Even if we’re discussing some sort of theoretical, utopian office in which everybody is contributing and everyone gets along, each day during which a business doesn’t fail because of going remote proves that the return-to-office movement is unnecessary. Those in power who claim that remote work is unworkable are delaying an inevitable remote future by using logic that mostly comes down to “I like seeing the people I pay for in one place.” I have yet to read one compelling argument for a company that has gone remote to fully return to the office, mostly because the reasoning is rooted in control and ego.

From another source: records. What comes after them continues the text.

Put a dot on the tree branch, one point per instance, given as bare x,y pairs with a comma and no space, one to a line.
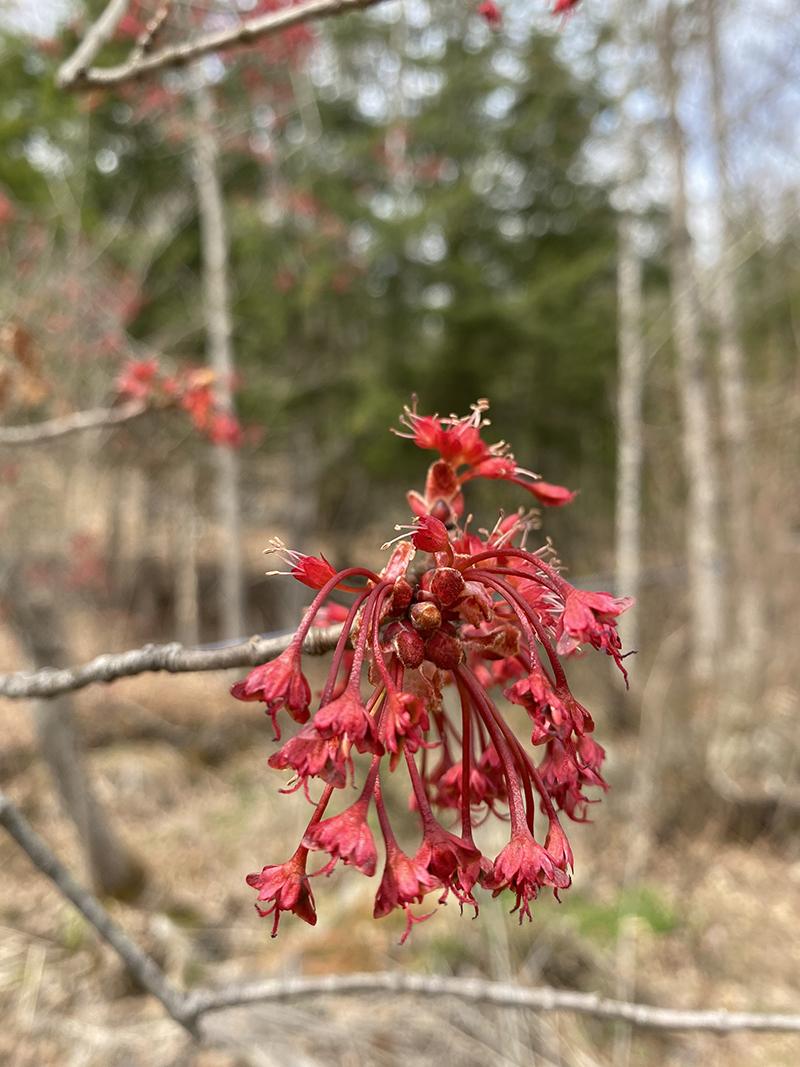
144,969
485,991
188,1008
77,74
96,418
97,35
173,657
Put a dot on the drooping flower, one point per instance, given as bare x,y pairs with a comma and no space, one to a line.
459,608
525,866
286,888
280,684
491,12
347,837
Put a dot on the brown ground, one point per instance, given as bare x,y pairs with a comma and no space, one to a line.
181,767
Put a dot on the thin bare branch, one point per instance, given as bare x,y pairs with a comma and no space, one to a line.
173,658
188,1008
97,35
484,991
75,75
96,418
144,969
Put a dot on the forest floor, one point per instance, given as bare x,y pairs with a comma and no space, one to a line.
712,920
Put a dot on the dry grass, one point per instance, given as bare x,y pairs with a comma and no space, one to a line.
715,925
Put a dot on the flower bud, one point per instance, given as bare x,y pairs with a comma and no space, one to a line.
444,650
410,648
425,617
401,596
447,585
431,535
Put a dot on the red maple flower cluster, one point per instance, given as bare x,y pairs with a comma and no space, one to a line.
191,389
451,616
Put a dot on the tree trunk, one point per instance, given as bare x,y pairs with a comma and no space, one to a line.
112,869
213,237
185,555
629,438
747,610
702,544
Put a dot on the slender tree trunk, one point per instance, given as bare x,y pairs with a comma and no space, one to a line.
221,359
747,610
113,870
700,463
303,518
185,552
629,436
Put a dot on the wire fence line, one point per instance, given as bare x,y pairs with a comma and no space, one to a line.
189,1007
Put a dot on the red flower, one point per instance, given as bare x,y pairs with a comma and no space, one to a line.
430,535
491,12
524,868
278,684
402,723
347,837
404,881
312,755
452,861
347,715
558,847
591,618
459,443
554,496
486,611
287,886
138,379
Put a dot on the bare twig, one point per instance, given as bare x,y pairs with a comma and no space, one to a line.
144,969
188,1008
173,657
483,991
96,418
80,75
97,35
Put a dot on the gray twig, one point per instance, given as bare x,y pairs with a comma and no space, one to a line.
144,969
99,33
188,1008
173,657
96,418
485,991
76,73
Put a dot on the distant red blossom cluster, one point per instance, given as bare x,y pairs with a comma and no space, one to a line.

We have lionized the founders, CEOs, and disruptors who nevertheless have intra-office reputations as abrasive geniuses who treat their workers as eminently replaceable. Because most private companies don’t share revenue, we frequently tie headcount and real estate to success. Removing the physical office forces modern businesses to start justifying themselves through annoying things such as “profit and loss” and “paying customers.”
When you hire someone, you’re (supposedly) hiring them to do a job in exchange for money. But the anti-remote crowd seems to believe that the responsibility of a 9-to-5 employee isn’t simply the work but the appearance, optics, and ceremony of the work. Abusive work cultures grow from this process too. Making people work late is much harder when you can’t trap them in one place with free food, a Ping-Pong table, a kegerator, or laundry services—benefits that you champion instead of monetary compensation. When you are a full-time employee, you might believe that you are owned by a company and should be grateful to its leaders for generously making you show up in their office every day.
Which brings us back to Hollywood.
Forty-six summers ago, it wasn’t enough to see Spielberg’s first masterpiece, Jaws, and be scared; the whole point was to experience it with a bunch of other people in a shared space and feel something intangible. But our world has changed. Two years after trying to keep streaming movies out of the Oscars, Spielberg’s company, Amblin Partners—the studio behind such made-for-the-big-screen blockbusters as Saving Private Ryan, Jurassic Park, and Back to the Future—signed a deal with Netflix that, if nothing else, will mean more people will soon watch more movies at home.
Across multiple genres and decades, Spielberg has known his audience. The 74-year-old cinematic guru had to understand that whatever reservations he’d had about how and where people watched movies didn’t matter as much as making movies that people would see. Perhaps he realized that the world was evolving faster than he was, or that his judgments of streaming were antiquated and, on some level, anti-creative.
And perhaps we’ll see the business world follow suit.